Please help solve this "multiple producers" code problem.

  • Imagine a game in which farmers are harvesting apples from an orchard.
  • When each farmer picks an apple, they must add it to a specific bucket, based on it’s type, condition, ripeness, etc.
  • There are a variable number of farmers, and a variable number of buckets. Both counts could be very high.
  • Each farmer is represented by an Entity. Each bucket is also represented by an entity.
  • The “farmers picking apples” takes place over multiple, unrelated jobs. This cannot change.
  • Later in the game loop, other jobs might iterate over all the apples in a specific bucket.

Please help me figure out a performant way to do this, so that multiple jobs can add apples to multiple buckets, in parallel.

I’ve been struggling to figure out a reasonably fast solution. The main problem is usually multiple farmers adding to a single bucket in parallel.

Thank you for any suggestions!

1 Like

This might be a use case where NativeMultiHashMap makes sense.

Otherwise the pattern you’ll likely have is

  1. Write out apple-bucket pairs in separated containers (NativeStream or dynamic bufffers)
  2. Count entries in containers
  3. Prefix sum counts to build packed array index ranges
  4. Copy to packed array
  5. Sort packed array by bucket
  6. Count ranges of buckets
2 Likes

This problem of “multiple producers” is something I’ve also had trouble tackling and I suspect that many people getting into ECS also eventually run into this problem. Unfortunately, I haven’t found any presentation or documentation from Unity that answers this question, as far as I can tell, we’re left to figure this out on our own.

The way I ended up handling this way by using the event system provided by the wonderful Tertle . To use your example of farmers and apples, I produce an event whenever a farmer adds an apple to a bucket. I then sort these events by the bucket that they add to. I do this to ensure that no two jobs add to the same bucket. Lastly, I consume the tasks in parallel jobs which modify the component values of the bucket entities.

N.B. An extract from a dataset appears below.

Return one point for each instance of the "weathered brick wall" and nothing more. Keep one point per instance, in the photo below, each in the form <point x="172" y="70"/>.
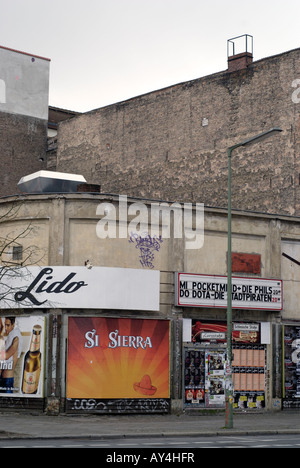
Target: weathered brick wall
<point x="171" y="144"/>
<point x="23" y="142"/>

While this allows the modifications to be done in parallel the additional step of sorting and scheduling jobs to execute those modifications can be expensive. I believe that in the vast majority of cases it is cheaper to omit the sorting step and just consume those events in a single threaded job.

1 Like

I looked into a solution similar to tertle’s event approach. The problem (As you commented) was that giant sorting step. This needs to work with 1-n producers, and 1-n buckets. Iterating over hundreds of thousands of apples, just to sort them into the correct buckets is something I’m quite hesitant to do.

Maybe the hardest problem with that approach is: figuring out the correct sizes for the buckets, before adding apples to them. If the information about which apples go in which bucket is embedded in the events themselves, then you’d have to iterate over those events at least once, just to figure out how large each bucket needs to be.

(Very glad to be wrong about any of this - please correct me. :slight_smile: )

you know, I had been avoiding this approach because for some reason I thought it might be considered crude. But you know - anything that might work is worth investigating! It is encouraging to hear someone like you suggest it.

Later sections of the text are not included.